Smog Shrinkage

Summer is more than half over, and thus far it has been a very good one for air quality in theWashington, D.C. metropolitan area.  By many measures, June and July were among the cleanest on record. Of course, Washington’s relative hiatus from summer smog may or may not last through August, but long-term trends indicate improvement in years ahead. 

On only two days since June 1 did any of the area’s 19 air pollution monitors record a violation of the federal smog standard in place since 1979.  A newer, more stringent standard has been violated five times.  Both numbers are well below the average for the first two months of summer in Washington.  On most other days, Washingtonians were breathing air as clean as that in remote regions.  Not bad for a metropolitan area with more than 4 million residents and chronic traffic congestion.

Luck has had much to do with it.  Summer smog is created by two pollutants, nitrogen oxides (NOx) and volatile organic compounds (VOCs), in the presence of sunlight.

Conditions conducive to smog formation—hot, cloudless, stagnant summer days that can really cook ambient NOx and VOC molecules into smog—have been unusually rare for the Middle Atlantic region in the last two months.  What has been bad news for beachgoers and air conditioner sellers has been good news for air quality.

But it isn’t all luck. NOx and VOCs emissions have declined substantially in recent decades, and continue to go down each year.
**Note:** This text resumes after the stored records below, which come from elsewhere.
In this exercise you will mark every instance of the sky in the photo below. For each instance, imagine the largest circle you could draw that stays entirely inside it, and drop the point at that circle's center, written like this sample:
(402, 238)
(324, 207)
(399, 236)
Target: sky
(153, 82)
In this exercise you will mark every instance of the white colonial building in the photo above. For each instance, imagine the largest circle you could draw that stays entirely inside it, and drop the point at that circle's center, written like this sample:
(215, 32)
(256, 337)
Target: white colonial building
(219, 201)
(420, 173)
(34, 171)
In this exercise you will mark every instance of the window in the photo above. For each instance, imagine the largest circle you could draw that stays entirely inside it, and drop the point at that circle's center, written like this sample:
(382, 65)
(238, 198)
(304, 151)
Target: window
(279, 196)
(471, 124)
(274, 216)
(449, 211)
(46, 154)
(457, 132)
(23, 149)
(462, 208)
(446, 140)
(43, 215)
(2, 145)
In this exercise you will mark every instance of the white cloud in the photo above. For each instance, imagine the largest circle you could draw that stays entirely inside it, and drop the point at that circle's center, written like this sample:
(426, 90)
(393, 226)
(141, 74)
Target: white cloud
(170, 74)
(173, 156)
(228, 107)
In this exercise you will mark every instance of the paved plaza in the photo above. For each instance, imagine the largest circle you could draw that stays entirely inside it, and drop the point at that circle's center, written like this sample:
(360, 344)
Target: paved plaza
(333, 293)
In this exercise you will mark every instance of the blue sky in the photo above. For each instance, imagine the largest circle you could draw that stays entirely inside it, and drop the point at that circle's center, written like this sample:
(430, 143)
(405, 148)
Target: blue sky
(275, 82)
Motor vehicles are the single largest source of these smog precursors, and they have gotten significantly cleaner since the 1970s. Strict federal emission limits for cars and trucks have more than compensated for the area’s population growth and increases in number of vehicles and miles traveled.
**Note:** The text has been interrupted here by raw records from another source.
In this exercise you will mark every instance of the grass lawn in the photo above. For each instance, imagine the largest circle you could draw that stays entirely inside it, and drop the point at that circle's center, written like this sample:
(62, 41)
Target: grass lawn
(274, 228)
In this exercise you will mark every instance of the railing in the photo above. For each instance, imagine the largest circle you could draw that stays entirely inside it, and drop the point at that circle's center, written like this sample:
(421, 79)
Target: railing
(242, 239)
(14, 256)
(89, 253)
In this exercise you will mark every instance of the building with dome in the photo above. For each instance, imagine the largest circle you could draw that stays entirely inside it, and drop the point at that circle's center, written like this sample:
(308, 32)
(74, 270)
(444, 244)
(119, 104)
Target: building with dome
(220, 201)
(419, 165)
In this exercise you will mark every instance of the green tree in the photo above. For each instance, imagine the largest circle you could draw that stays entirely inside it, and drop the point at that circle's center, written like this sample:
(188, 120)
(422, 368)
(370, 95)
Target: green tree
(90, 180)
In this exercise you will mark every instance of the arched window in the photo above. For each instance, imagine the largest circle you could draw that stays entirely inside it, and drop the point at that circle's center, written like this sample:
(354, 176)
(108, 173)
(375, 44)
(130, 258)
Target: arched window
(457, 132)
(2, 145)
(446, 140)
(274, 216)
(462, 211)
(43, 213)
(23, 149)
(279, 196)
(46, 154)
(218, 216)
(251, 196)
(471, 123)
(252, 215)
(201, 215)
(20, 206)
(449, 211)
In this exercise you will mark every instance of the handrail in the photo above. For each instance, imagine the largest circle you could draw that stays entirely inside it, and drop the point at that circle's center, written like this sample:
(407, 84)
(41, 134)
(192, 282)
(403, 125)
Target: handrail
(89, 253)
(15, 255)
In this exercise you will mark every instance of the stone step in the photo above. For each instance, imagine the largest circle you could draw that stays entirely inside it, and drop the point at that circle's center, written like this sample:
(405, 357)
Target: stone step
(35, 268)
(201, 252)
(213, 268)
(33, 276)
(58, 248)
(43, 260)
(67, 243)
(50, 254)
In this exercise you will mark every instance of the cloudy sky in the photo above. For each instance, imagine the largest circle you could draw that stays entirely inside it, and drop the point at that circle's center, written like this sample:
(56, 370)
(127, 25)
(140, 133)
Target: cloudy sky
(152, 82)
This trend will continue for the long-term.  New federal regulations, which will be phased in over the next few years, demand even greater reductions in smog-forming compounds from cars, SUVs, and trucks.  The Metropolitan Washington Council of Governments, which coordinates air pollution control efforts by the District of Columbia and the Maryland and Virginia suburbs, estimates further declines of 66.4 percent for NOx and 50.6 percent for VOCs from next year to 2015.

No additional measures are needed to achieve these improvements, just the inevitable turnover from older and dirtier vehicles to cleaner new ones.  Over time, we will see less and less summer smog, regardless of the weather.

A hot, humid, and smoggy August may yet await us, but the unusually clean air of June and July will become more typical of future Washington summers.